AR-News: (CA) Homo sapiens: hurtling toward suicide
Animalara2003 at aol.com
Animalara2003 at aol.com
Sat Apr 17 14:49:50 EDT 2004
GLOBEANDMAIL.com
Saturday, April 17, 2004 - Page D10
By ANDREW NIKIFORUK
Dancing at the Dead Sea:
Tracking the World's
Environmental Hotspots
By Alanna Mitchell
Key Porter, 239 pages, $26.95
You know our messy living space of a planet isn't in great shape when Alanna
Mitchell, a sharp-eyed Globe and Mail journalist raised by an equally
sharp-eyed field biologist, travels toward the world's most abused landscapes with one
big awful question on her mind: "Are humans a suicidal species?"
Fortunately, no weary ecologist or shell-shocked biologist actually answers
with a "yes." Most reply that life is an uncertain business at best.
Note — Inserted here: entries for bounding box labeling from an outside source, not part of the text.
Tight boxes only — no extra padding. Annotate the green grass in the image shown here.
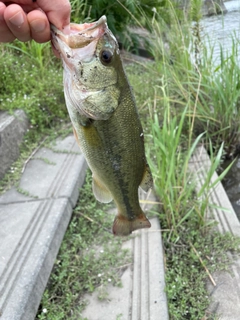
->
[0,1,240,320]
[36,172,131,320]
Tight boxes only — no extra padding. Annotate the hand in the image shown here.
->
[0,0,71,43]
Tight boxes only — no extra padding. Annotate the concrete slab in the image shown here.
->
[189,146,240,320]
[0,110,29,179]
[0,136,87,320]
[80,218,169,320]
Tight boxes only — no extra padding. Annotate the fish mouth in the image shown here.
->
[51,16,107,54]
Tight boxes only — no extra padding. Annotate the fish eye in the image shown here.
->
[100,50,113,64]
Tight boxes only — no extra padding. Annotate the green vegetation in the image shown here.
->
[37,172,131,320]
[0,0,240,320]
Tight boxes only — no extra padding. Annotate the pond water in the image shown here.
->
[201,0,240,64]
[202,0,240,220]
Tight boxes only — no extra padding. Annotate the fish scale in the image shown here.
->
[52,16,152,235]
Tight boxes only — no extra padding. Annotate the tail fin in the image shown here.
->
[112,212,151,236]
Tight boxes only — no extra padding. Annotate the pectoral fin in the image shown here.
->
[140,163,153,192]
[92,175,113,203]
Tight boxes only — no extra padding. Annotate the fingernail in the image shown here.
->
[63,25,70,35]
[9,12,24,28]
[31,19,46,32]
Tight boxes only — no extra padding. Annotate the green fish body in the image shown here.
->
[52,16,152,235]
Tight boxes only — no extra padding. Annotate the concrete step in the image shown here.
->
[80,212,169,320]
[189,146,240,320]
[0,110,29,179]
[0,136,87,320]
[0,136,168,320]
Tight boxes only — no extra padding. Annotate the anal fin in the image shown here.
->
[112,213,151,236]
[140,163,153,192]
[92,174,113,203]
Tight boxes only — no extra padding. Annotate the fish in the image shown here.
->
[51,16,153,236]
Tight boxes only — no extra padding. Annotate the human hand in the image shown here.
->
[0,0,71,43]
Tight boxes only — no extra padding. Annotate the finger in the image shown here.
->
[4,4,31,41]
[0,2,16,42]
[34,0,71,30]
[27,10,50,43]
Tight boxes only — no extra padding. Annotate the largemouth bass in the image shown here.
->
[51,16,152,235]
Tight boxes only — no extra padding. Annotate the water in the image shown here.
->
[202,0,240,220]
[201,0,240,65]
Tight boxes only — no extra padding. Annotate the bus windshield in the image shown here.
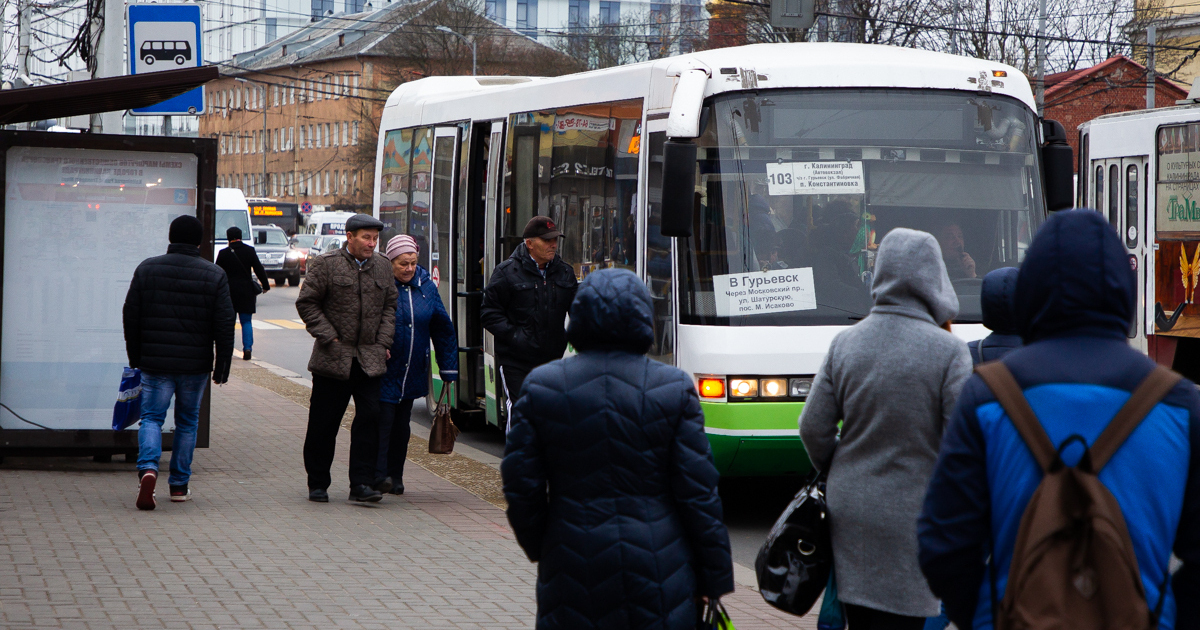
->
[214,209,250,240]
[678,89,1044,326]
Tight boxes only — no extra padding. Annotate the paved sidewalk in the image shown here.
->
[0,368,815,630]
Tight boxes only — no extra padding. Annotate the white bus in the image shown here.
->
[374,43,1073,475]
[1078,95,1200,380]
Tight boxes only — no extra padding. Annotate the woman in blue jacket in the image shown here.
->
[376,234,458,494]
[500,269,733,630]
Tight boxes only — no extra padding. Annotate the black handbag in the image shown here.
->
[754,473,833,614]
[227,247,263,295]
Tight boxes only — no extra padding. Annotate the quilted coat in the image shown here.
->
[500,269,733,630]
[122,242,234,374]
[379,265,458,403]
[296,247,397,380]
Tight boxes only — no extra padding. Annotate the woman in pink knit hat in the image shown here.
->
[377,234,458,494]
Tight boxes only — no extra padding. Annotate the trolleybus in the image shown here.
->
[374,43,1073,475]
[1078,95,1200,380]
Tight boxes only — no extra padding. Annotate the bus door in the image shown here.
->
[477,121,504,426]
[432,127,461,397]
[1088,156,1154,352]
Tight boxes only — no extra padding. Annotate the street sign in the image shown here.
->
[770,0,816,30]
[126,4,204,116]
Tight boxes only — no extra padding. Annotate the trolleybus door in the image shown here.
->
[1088,156,1153,352]
[474,121,504,426]
[432,127,458,397]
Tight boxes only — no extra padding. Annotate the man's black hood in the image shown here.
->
[979,266,1020,335]
[1015,210,1138,343]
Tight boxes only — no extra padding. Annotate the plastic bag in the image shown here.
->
[113,367,142,431]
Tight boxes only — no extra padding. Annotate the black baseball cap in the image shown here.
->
[521,216,563,240]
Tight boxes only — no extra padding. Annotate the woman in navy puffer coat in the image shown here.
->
[374,234,458,494]
[500,270,733,630]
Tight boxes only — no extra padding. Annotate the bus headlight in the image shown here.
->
[697,377,725,398]
[787,378,812,398]
[758,378,787,398]
[730,378,758,398]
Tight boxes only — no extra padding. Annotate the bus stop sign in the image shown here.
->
[126,2,204,116]
[770,0,816,30]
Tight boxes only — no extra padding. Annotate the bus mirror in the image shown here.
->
[1042,120,1075,212]
[662,140,696,239]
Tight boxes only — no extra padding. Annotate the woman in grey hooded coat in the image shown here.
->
[800,228,971,630]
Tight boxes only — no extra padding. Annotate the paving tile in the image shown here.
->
[0,367,816,630]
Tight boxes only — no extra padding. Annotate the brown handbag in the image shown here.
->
[976,361,1181,630]
[430,383,458,455]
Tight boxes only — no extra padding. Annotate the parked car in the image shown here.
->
[307,234,346,264]
[251,226,301,287]
[290,234,320,276]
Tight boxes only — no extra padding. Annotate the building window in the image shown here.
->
[600,0,620,24]
[517,0,538,37]
[484,0,509,24]
[566,0,590,30]
[312,0,334,19]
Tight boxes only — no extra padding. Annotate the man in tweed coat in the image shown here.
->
[296,215,397,503]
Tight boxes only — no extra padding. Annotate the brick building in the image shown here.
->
[1045,55,1188,170]
[199,0,578,210]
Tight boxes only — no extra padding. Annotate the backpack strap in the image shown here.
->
[1088,365,1183,473]
[976,361,1058,472]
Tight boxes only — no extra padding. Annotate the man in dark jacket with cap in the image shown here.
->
[122,215,233,510]
[480,216,578,427]
[917,210,1200,630]
[296,215,400,503]
[967,266,1021,365]
[217,226,271,361]
[480,216,578,427]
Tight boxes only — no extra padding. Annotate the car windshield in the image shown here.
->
[295,234,318,247]
[254,229,288,246]
[679,89,1044,326]
[212,210,250,240]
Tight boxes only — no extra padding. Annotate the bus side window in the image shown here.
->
[643,131,674,364]
[1109,164,1121,233]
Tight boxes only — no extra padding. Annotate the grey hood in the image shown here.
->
[871,228,959,325]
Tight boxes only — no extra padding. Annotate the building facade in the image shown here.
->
[199,0,578,211]
[1045,55,1188,172]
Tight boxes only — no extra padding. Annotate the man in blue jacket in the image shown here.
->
[918,210,1200,630]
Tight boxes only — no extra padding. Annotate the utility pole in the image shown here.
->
[91,0,125,133]
[1038,0,1046,116]
[1146,24,1158,109]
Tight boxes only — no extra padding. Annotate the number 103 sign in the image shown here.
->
[767,162,865,197]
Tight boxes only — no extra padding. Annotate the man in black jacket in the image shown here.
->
[217,226,271,361]
[480,216,578,427]
[124,215,234,510]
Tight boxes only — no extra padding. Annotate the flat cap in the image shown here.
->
[346,214,383,233]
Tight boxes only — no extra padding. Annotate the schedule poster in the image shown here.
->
[0,146,198,430]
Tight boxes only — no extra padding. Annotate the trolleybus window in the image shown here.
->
[678,90,1044,325]
[1109,164,1121,229]
[499,100,642,280]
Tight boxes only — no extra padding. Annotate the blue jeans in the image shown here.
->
[138,372,209,486]
[238,313,254,352]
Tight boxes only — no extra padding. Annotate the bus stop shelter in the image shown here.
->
[0,66,217,457]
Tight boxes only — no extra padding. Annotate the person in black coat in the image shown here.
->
[967,266,1021,365]
[121,215,234,510]
[479,216,578,426]
[500,269,733,630]
[217,226,271,361]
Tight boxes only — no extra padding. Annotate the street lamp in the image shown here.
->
[233,77,266,197]
[437,26,479,77]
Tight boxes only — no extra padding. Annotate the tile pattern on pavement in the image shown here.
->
[0,370,815,630]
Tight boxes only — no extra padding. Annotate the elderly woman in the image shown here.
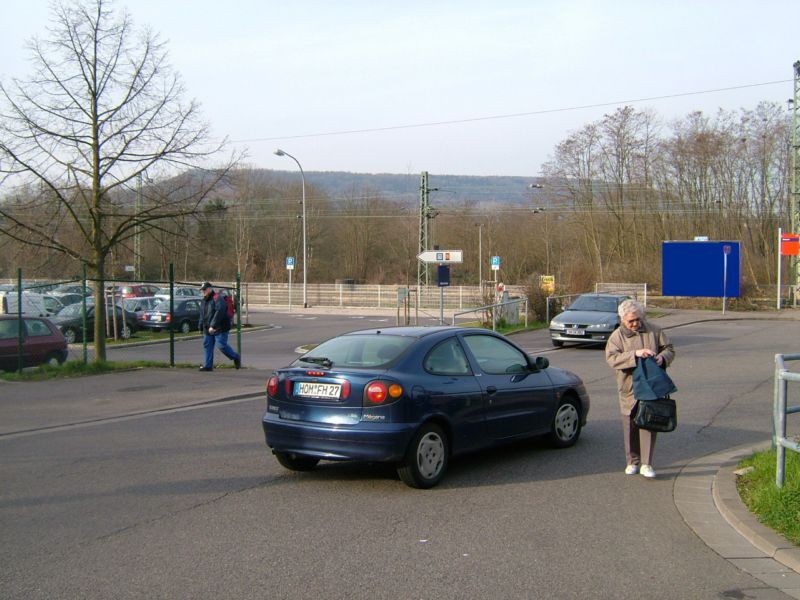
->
[606,300,675,478]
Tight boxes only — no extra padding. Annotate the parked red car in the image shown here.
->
[0,315,67,371]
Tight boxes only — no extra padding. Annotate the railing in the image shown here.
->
[772,354,800,487]
[452,298,528,331]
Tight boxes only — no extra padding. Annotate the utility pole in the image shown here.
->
[789,60,800,306]
[417,171,439,296]
[133,173,142,281]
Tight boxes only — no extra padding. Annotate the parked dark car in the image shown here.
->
[108,283,159,298]
[0,315,67,371]
[550,294,630,348]
[122,296,161,327]
[155,285,203,301]
[139,299,200,333]
[48,283,92,296]
[262,327,589,488]
[52,298,137,344]
[45,292,84,314]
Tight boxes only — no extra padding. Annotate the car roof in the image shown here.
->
[337,325,493,338]
[580,292,630,299]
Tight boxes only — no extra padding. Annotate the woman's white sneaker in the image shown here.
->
[639,465,656,479]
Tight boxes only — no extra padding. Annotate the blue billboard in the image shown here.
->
[661,241,742,298]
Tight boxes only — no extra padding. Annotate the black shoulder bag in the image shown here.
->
[633,356,678,433]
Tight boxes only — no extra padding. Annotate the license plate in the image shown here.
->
[294,381,342,399]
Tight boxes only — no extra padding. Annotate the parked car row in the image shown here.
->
[51,298,137,344]
[0,315,67,371]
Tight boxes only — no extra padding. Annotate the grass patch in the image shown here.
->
[0,360,197,381]
[736,450,800,546]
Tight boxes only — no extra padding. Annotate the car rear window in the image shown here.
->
[0,319,19,340]
[25,319,52,337]
[292,333,415,368]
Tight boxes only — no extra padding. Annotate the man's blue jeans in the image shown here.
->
[203,331,239,369]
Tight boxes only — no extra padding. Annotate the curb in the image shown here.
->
[712,452,800,575]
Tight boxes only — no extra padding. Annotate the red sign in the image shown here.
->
[781,233,800,256]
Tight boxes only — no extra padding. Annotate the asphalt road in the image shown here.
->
[0,315,797,599]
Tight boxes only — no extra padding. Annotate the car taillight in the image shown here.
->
[364,381,403,404]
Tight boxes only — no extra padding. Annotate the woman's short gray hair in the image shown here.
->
[617,299,644,319]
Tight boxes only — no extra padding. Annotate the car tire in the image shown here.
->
[275,452,319,471]
[550,396,581,448]
[397,423,450,489]
[62,327,78,344]
[42,352,64,367]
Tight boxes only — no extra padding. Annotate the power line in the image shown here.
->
[230,79,792,144]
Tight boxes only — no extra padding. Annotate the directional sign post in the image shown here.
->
[417,250,464,325]
[286,256,294,312]
[417,250,464,264]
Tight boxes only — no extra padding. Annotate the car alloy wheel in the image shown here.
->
[550,397,581,448]
[397,423,449,489]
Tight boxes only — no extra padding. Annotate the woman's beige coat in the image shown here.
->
[606,319,675,415]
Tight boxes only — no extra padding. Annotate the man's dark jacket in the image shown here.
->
[200,292,231,334]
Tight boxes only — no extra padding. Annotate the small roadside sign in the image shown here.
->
[417,250,464,263]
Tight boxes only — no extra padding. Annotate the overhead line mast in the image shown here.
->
[789,60,800,306]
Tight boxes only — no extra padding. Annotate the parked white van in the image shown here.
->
[0,291,51,317]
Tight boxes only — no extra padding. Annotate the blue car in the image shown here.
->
[262,327,589,488]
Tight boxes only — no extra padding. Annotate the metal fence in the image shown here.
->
[236,283,525,310]
[772,354,800,487]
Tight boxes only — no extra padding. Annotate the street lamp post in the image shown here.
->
[275,148,308,308]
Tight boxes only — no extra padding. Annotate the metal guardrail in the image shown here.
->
[452,298,528,331]
[772,354,800,487]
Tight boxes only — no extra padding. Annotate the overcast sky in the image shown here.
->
[0,0,800,176]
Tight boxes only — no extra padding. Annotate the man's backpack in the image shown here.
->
[214,292,236,319]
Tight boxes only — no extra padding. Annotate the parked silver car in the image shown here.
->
[550,294,630,348]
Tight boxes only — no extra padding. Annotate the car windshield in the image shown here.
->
[58,302,92,317]
[567,296,617,312]
[292,333,415,369]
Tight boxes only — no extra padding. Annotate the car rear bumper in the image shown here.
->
[262,413,416,462]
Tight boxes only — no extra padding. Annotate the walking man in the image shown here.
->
[200,281,242,371]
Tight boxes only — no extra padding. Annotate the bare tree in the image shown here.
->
[0,0,235,361]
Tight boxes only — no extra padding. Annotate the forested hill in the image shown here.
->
[261,169,538,204]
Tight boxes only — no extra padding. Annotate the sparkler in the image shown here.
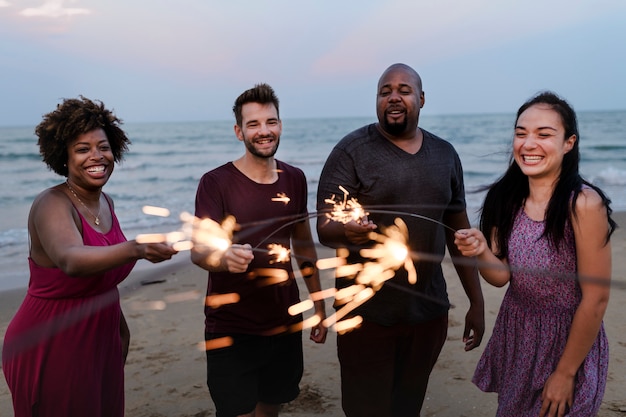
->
[324,185,369,224]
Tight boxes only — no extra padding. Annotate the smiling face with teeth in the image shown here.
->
[513,104,576,182]
[235,102,282,159]
[67,129,114,188]
[376,64,424,137]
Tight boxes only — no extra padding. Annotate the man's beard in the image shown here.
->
[243,136,280,158]
[381,117,408,136]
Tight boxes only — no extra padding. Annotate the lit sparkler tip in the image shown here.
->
[267,243,291,263]
[205,292,240,308]
[287,300,313,316]
[135,233,167,244]
[335,316,363,334]
[272,193,291,205]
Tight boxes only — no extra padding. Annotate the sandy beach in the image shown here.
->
[0,213,626,417]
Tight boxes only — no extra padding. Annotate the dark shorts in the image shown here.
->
[337,314,448,417]
[206,332,303,417]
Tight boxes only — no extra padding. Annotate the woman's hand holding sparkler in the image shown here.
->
[454,228,489,257]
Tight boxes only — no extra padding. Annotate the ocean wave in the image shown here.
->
[591,167,626,185]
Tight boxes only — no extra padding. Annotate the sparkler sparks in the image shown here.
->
[324,185,369,224]
[267,243,291,263]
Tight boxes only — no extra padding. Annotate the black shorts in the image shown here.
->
[205,332,303,417]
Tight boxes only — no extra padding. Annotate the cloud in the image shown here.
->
[19,0,91,18]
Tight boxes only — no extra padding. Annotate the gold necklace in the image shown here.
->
[65,180,101,226]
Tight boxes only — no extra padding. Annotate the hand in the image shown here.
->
[539,370,574,417]
[309,323,328,343]
[140,243,178,264]
[454,229,488,256]
[309,301,328,343]
[343,218,378,245]
[222,244,254,274]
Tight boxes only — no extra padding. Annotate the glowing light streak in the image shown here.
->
[324,185,369,224]
[334,316,363,334]
[204,292,240,308]
[289,314,322,333]
[322,287,375,327]
[135,233,167,245]
[141,206,170,217]
[287,300,313,316]
[172,240,193,252]
[309,288,337,302]
[315,256,346,270]
[267,243,291,263]
[335,264,363,277]
[272,193,291,205]
[163,290,202,303]
[250,268,289,286]
[130,300,167,310]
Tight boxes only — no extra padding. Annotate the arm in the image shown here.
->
[291,219,328,343]
[120,311,130,363]
[444,211,485,351]
[28,190,177,276]
[540,189,611,416]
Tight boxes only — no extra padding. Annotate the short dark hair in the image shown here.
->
[35,96,130,177]
[233,83,280,127]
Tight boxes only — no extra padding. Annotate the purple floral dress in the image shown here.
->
[472,209,609,417]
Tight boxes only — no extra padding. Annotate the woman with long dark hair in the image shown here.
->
[455,92,616,417]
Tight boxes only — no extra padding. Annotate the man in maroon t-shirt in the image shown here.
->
[191,84,327,417]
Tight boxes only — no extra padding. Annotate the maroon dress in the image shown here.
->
[2,200,134,417]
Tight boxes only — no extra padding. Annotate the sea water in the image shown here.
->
[0,111,626,290]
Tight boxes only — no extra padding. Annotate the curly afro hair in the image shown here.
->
[35,96,130,177]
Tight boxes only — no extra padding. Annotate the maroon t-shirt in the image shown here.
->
[196,161,308,335]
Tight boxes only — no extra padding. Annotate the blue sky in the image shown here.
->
[0,0,626,126]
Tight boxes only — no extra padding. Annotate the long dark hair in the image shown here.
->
[480,91,617,258]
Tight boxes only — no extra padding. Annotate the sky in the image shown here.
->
[0,0,626,126]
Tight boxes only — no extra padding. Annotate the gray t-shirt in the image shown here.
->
[317,124,465,325]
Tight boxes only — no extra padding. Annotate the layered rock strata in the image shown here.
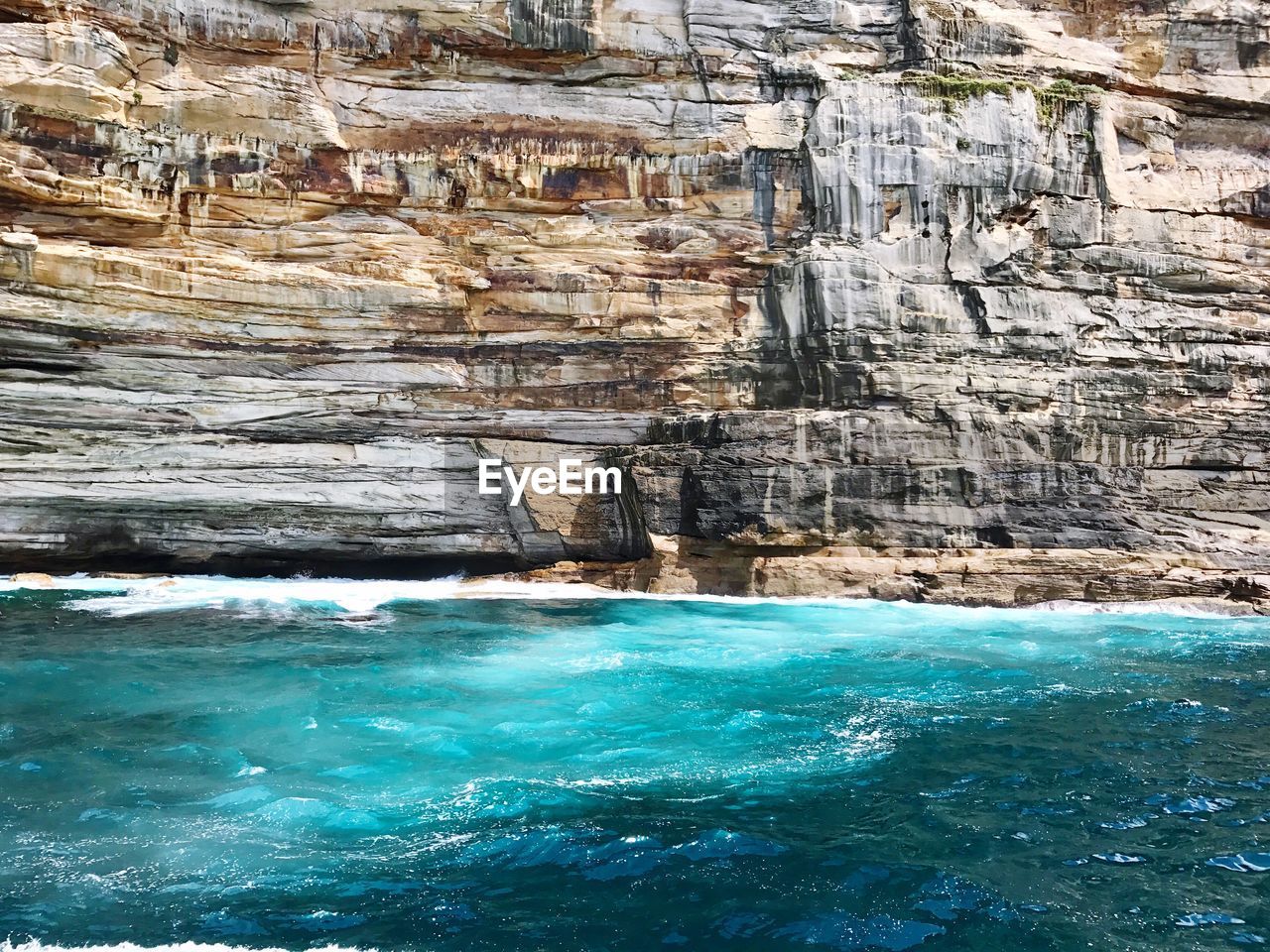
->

And one or
two add that our species is not immune to extinctions or wholesale ignorance.
But the good news in Dancing at the Dead Sea, a riveting tale of land and
water abuse, is that there doesn't appear to be anything hard-wired about the
species that makes us playful death-seekers or Sylvia Plath wannabes. Although we
can be as lethal as smallpox, we do have the ability to think in the long
term. The bad news is that thinking hurts a lot and hasn't become a visible
evolutionary habit yet.
But the consequences of its absence can be frightful to behold. And that's
what Mitchell starkly underscores in this beautifully written collection of
essays about some of the world's most degraded real estate. Whether describing the
wholesale looting of Madagascar's hardwood forests (another Haiti) or the
calculated theft of groundwater in Jordan, Mitchell makes it pretty plain that
not a lot of thinking of any kind is going on these days.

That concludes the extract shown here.